| Frontiers in Sustainable Food Systems | |
| A Combined Theory of Change-Group Model Building Approach to Evaluating “Farm to Fork” Models for School Feeding in the Caribbean | |
| Nigel Unwin1  Arlette Saint Ville2  Leroy E. Phillip2  Gordon M. Hickey2  Leonor Guariguata4  Alafia Samuels4  Etiënne Rouwette5  | |
| [1] European Centre for Environment and Human Health, University of Exeter, Truro, United Kingdom;Faculty of Agricultural and Environmental Sciences, McGill University, Montreal, QC, Canada;Faculty of Food and Agriculture, The University of the West Indies, St. Augustine, Trinidad and Tobago;George Alleyne Chronic Disease Research Centre, The University of the West Indies, Cave Hill Campus, Bridgetown, Barbados;Institute for Management Research, Radboud University, Nijmegen, Netherlands;MRC Epidemiology Unit, University of Cambridge, Cambridge, United Kingdom; | |
| 关键词: participatory approaches; food security; research for development; school feeding programmes; Saint Kitts and Nevis; nutrition sensitive value chains; | |
| DOI : 10.3389/fsufs.2022.801731 | |
| 来源: DOAJ | |
【 摘 要 】
There is a scarcity of research on building nutrition-sensitive value chains (NSVCs) to improve diets and nutrition outcomes of populations in the Caribbean.

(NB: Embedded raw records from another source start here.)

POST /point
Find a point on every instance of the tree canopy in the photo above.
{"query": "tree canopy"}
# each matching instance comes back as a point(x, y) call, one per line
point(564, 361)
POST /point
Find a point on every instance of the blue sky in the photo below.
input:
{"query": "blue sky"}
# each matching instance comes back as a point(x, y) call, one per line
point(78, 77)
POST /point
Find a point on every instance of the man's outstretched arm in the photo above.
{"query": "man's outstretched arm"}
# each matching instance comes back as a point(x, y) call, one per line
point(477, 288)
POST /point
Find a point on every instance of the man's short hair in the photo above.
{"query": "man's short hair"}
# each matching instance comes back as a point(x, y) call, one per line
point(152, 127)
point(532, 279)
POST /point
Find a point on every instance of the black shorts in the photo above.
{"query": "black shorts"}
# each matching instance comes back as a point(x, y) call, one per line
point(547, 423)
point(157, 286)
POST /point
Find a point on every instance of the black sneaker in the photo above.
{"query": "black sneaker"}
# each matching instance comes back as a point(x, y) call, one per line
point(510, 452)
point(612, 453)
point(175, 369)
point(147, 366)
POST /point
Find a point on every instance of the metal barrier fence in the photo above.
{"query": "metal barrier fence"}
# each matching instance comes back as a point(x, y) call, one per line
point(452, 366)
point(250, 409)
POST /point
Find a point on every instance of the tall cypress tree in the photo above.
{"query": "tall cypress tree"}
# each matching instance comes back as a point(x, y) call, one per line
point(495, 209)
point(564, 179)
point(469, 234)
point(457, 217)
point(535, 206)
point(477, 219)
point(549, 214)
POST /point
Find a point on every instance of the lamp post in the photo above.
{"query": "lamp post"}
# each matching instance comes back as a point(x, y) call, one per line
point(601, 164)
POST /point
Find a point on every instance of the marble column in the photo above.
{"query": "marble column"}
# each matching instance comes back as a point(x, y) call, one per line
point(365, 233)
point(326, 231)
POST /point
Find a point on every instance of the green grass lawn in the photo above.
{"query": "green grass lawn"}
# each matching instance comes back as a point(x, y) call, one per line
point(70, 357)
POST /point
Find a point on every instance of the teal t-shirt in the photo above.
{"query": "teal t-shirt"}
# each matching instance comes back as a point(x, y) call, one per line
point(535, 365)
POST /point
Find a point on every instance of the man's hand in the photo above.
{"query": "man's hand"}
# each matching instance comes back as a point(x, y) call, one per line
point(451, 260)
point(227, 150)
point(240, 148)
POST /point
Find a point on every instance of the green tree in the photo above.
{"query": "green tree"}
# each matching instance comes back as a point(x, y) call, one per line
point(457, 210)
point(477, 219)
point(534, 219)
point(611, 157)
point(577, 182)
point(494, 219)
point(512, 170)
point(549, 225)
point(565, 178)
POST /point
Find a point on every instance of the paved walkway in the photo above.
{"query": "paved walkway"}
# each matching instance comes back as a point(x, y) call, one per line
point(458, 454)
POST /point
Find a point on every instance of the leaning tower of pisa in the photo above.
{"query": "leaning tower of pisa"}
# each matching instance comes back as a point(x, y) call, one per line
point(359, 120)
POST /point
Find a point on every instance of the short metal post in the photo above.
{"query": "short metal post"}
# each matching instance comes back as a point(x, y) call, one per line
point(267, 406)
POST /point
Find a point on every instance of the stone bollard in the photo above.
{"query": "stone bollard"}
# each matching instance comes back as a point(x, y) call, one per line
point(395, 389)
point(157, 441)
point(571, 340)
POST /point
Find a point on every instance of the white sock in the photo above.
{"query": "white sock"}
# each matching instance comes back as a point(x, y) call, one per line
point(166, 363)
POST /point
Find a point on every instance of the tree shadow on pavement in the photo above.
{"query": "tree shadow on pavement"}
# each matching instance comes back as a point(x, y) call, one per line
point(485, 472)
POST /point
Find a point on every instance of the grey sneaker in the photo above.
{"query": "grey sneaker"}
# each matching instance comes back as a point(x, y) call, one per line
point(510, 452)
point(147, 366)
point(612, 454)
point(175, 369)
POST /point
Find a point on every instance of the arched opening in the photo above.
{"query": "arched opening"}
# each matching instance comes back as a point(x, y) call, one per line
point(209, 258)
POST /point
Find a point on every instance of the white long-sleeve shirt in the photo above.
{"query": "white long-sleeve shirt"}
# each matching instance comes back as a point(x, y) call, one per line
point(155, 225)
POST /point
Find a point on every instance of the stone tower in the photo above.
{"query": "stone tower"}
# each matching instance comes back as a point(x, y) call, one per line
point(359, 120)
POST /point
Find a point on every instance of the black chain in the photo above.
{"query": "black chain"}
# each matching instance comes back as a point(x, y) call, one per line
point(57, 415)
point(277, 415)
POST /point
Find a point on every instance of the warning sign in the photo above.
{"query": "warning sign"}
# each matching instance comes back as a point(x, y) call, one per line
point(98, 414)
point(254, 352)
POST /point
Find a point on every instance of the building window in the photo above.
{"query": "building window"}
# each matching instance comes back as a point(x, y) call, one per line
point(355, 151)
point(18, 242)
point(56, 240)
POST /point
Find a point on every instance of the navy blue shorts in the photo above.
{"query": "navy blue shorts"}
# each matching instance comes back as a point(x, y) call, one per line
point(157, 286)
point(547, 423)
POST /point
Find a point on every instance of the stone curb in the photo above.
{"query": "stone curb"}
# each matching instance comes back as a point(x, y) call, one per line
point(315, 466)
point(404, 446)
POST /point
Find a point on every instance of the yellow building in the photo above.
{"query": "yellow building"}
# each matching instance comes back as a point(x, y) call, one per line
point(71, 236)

This study contributes to filling this research gap by outlining a participatory approach to evaluating a NSVC model for “farm to fork” (F2F) school feeding in the Eastern Caribbean Island of St. Kitts. Using a combined group model building (GMB) and theory of change (ToC) approach, policy actors and other stakeholders (n = 37) across the school feeding value chain were guided through a facilitated process to evaluate the ToC underlying a series of F2F interventions designed to enhance childhood nutrition. Stakeholders at the workshop engaged collaboratively to create a causal map of interconnected “system factors” that help explain behaviors contributing to unhealthy eating among children that extended well-beyond the original F2F project ToC that had been used to inform interventions. Through this facilitated GMB process, stakeholders proposed additional food system interventions, and identified multiple “impact pathways” and “mediating influences” underlying local availability and consumption of nutritious foods in local school environments. Workshop participants were also able to identify leverage points where community-level efforts, alongside research interventions, may ensure that initiatives for building local NSVCs are ultimately institutionalized. Results of this study suggest that developing NSVCs for school feeding and food systems in the Caribbean requires both locally driven innovation and the leveraging of system-wide resources, with lessons for project intervention strategies.